There are four steps in the cycle and Dixon stresses that they are interdependent and mutually supportive. Organizational learning depends on the consistent application of all four steps, with sufficient time and attention devoted to each step. She observes, and m observation is the same, that one of the most common failings in organizations is to focus on one or two of the four elements, while neglecting the others. The result is invariably disappointment. N or does she fail to point out what a radical challenge this poses to ways of thinking which are deeply imbued in most people in senior positions.

The book is grounded in the Kolb cycle, in Argyris’s work on mental models and defensive routines, and in the principles of action learning, which was apparently founded by R. Revans some fifty years ago (though I suspect that the principles are a great deal older than that). To oversimplify, it is the thesis that learning, in the sense of improved capacity for effective action, takes place only in the context of action, a point which Nancy Dixon develops into an argument for situating learning activity primarily in real work.

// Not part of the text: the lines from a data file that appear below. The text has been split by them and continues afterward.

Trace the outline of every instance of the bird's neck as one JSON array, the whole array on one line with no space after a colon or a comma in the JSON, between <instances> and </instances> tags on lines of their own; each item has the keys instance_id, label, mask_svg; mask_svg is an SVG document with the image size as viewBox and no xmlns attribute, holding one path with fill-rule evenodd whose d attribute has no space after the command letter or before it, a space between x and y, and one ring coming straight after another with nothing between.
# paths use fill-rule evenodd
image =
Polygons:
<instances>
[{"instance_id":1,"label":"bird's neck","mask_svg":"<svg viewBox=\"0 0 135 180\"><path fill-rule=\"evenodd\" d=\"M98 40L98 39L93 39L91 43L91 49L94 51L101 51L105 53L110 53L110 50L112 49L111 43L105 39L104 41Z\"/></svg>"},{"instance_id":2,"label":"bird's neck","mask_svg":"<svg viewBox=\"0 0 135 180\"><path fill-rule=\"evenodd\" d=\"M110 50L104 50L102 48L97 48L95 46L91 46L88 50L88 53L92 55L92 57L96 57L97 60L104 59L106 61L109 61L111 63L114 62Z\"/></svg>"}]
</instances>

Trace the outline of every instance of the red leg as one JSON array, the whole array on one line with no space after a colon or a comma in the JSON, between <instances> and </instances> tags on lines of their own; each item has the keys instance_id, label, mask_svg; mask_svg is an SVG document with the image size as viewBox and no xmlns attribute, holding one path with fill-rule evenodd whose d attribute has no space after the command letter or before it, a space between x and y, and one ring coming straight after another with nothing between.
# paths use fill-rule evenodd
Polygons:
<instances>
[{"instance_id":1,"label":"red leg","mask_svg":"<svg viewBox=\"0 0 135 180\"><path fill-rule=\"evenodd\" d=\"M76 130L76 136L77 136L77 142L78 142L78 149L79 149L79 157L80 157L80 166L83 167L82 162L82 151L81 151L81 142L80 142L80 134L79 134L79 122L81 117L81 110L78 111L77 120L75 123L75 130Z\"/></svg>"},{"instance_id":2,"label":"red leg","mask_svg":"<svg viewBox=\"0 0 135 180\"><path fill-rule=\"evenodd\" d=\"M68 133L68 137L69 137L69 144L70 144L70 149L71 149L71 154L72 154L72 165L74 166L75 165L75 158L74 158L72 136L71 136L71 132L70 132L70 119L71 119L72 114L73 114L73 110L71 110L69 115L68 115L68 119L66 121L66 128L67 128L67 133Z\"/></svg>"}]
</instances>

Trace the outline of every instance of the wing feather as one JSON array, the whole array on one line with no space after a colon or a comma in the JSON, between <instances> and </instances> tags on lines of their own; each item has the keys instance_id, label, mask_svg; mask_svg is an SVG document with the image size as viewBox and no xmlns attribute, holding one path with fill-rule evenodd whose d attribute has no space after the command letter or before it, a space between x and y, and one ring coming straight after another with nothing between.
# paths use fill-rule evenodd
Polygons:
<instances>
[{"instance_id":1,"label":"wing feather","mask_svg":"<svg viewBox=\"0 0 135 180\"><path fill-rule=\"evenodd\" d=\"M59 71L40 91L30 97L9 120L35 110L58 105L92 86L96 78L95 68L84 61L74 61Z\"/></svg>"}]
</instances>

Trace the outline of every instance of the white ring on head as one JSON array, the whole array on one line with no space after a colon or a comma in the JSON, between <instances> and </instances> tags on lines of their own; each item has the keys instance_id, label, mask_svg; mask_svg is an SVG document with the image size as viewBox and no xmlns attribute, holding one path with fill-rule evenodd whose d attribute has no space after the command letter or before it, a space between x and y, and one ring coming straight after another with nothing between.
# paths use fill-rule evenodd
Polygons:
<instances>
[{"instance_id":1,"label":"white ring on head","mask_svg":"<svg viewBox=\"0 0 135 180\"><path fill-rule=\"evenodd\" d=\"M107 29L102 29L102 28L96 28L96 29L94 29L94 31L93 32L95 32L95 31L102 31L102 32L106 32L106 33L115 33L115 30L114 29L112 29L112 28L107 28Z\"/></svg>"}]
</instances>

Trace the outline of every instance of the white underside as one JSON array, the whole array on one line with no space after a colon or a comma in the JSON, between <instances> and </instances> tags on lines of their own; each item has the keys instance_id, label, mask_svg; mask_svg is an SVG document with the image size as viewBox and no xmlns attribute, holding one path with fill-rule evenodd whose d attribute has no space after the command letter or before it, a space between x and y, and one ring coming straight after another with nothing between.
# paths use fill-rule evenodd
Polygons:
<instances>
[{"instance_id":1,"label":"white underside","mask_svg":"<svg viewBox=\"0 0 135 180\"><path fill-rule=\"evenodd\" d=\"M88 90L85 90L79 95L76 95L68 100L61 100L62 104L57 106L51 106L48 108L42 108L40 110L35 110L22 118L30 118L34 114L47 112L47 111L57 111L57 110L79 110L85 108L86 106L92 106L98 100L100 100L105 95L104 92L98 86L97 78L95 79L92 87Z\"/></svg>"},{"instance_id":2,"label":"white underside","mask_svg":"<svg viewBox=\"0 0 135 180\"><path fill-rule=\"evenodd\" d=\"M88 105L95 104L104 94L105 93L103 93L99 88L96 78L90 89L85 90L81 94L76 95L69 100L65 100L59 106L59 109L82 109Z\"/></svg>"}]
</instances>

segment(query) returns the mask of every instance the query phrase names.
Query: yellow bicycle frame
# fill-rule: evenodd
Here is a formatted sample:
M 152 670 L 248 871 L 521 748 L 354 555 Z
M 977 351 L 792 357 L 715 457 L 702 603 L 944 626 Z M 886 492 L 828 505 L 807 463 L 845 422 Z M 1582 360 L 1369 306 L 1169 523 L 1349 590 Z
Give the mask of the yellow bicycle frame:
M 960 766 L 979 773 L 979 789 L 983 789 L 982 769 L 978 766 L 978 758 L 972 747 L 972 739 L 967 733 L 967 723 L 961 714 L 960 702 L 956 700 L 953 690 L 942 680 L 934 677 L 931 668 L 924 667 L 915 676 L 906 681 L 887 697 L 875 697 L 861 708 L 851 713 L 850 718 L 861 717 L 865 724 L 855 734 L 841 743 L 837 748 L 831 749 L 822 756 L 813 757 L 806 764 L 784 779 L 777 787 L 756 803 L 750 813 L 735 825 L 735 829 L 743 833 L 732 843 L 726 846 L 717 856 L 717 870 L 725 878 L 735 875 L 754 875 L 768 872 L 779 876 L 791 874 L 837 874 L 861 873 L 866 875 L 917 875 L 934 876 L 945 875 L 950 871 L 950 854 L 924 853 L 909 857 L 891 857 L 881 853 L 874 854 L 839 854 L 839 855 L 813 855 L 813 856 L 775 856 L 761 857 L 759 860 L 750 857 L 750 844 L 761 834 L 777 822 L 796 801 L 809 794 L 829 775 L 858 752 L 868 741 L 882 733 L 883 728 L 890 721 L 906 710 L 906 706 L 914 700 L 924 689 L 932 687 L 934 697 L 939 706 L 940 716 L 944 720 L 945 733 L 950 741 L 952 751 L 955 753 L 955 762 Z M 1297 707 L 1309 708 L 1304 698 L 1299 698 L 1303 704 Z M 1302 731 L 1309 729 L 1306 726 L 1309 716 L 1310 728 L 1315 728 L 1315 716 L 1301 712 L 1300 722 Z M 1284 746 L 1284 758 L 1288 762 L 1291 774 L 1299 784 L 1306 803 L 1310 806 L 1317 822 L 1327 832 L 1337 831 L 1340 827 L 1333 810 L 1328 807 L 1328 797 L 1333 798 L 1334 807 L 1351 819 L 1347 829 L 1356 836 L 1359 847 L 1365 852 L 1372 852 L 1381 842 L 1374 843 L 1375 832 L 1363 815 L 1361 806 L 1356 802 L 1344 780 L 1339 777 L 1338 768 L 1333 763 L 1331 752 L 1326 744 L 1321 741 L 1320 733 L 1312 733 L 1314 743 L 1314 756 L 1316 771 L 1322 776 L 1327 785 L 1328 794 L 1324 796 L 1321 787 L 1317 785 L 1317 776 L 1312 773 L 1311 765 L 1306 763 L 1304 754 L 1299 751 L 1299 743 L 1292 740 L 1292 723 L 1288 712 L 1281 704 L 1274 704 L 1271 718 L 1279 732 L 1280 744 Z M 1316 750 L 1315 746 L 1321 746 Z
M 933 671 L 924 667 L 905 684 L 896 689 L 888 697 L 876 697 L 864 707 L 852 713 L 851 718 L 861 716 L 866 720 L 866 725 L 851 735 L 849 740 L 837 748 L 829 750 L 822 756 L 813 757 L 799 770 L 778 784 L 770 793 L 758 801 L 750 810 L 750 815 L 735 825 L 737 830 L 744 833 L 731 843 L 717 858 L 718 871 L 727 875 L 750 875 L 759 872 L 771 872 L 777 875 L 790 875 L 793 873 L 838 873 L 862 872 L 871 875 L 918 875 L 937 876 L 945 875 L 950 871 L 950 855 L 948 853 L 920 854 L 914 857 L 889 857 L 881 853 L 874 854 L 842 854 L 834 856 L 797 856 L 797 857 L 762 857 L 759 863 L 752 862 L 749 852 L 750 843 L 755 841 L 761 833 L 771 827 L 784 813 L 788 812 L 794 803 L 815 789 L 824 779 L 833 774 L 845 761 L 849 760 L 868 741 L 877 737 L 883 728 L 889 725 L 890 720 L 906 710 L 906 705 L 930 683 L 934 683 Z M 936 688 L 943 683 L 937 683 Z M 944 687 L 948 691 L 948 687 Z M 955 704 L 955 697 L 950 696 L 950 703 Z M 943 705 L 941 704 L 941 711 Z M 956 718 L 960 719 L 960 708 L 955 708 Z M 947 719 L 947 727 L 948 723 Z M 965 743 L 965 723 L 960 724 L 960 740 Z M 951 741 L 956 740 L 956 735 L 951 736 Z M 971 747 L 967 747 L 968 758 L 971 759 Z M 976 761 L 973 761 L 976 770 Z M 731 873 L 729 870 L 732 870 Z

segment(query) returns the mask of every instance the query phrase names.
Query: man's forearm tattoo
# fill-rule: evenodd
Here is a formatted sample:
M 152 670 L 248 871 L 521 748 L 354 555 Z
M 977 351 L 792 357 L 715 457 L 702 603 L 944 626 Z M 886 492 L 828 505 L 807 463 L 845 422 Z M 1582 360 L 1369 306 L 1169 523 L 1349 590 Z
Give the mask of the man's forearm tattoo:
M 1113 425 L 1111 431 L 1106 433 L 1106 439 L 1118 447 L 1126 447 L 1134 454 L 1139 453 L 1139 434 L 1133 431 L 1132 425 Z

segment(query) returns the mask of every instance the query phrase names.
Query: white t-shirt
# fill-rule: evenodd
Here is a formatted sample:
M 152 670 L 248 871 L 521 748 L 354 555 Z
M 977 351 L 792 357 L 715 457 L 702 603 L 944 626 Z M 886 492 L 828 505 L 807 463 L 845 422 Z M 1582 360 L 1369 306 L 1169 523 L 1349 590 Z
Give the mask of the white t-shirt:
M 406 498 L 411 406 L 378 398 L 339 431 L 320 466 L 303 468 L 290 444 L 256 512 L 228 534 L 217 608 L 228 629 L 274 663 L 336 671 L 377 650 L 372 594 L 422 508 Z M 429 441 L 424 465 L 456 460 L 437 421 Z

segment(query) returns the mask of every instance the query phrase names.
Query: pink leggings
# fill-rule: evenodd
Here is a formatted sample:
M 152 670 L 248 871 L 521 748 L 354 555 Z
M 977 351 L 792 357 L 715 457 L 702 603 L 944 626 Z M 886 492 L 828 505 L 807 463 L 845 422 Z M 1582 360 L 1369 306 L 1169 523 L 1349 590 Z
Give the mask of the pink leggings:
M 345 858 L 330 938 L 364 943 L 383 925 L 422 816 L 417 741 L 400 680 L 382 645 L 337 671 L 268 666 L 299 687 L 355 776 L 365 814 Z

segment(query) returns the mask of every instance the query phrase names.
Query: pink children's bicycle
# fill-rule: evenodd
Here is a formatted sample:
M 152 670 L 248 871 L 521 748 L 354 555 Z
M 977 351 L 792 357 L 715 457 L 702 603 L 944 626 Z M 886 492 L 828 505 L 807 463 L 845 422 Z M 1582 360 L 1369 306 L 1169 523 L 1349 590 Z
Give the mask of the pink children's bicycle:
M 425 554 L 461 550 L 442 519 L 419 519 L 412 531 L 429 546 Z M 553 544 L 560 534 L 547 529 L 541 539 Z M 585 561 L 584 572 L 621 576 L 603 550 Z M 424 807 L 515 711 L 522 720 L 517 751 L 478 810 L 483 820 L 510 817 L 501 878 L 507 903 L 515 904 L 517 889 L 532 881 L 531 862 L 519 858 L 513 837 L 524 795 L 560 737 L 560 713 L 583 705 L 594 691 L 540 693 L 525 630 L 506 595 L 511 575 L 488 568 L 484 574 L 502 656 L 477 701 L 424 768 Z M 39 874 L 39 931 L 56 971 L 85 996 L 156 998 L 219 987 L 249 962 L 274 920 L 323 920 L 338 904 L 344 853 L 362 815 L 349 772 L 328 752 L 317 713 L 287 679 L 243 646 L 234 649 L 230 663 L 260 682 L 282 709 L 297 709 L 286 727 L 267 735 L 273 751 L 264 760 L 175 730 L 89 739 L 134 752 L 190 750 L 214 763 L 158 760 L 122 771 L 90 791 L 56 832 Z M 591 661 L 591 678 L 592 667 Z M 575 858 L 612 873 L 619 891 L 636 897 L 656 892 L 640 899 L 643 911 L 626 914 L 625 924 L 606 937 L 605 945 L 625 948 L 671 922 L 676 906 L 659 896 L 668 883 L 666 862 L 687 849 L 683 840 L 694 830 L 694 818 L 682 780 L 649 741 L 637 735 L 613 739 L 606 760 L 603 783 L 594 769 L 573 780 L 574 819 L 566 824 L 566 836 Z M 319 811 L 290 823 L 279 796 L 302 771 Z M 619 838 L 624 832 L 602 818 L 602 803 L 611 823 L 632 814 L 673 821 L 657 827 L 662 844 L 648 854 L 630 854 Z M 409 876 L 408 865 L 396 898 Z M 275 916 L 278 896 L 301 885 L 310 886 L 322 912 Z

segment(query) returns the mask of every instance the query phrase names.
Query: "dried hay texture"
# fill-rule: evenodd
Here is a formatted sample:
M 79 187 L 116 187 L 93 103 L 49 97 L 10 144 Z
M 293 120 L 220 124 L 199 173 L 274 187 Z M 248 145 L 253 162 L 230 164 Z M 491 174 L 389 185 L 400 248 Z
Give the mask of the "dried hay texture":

This last point is dear to my heart – from observation. However, while it is increasingly talked about, practice in most organizations is still mostly concerned with training in a class room, with quite inadequate attention given to designing work for learning. Perhaps this book will give a further nudge away from training and towards learning. If so, it will have served our society well.

The book is well-organized, well-summarized, and well-referenced, which makes it very accessible.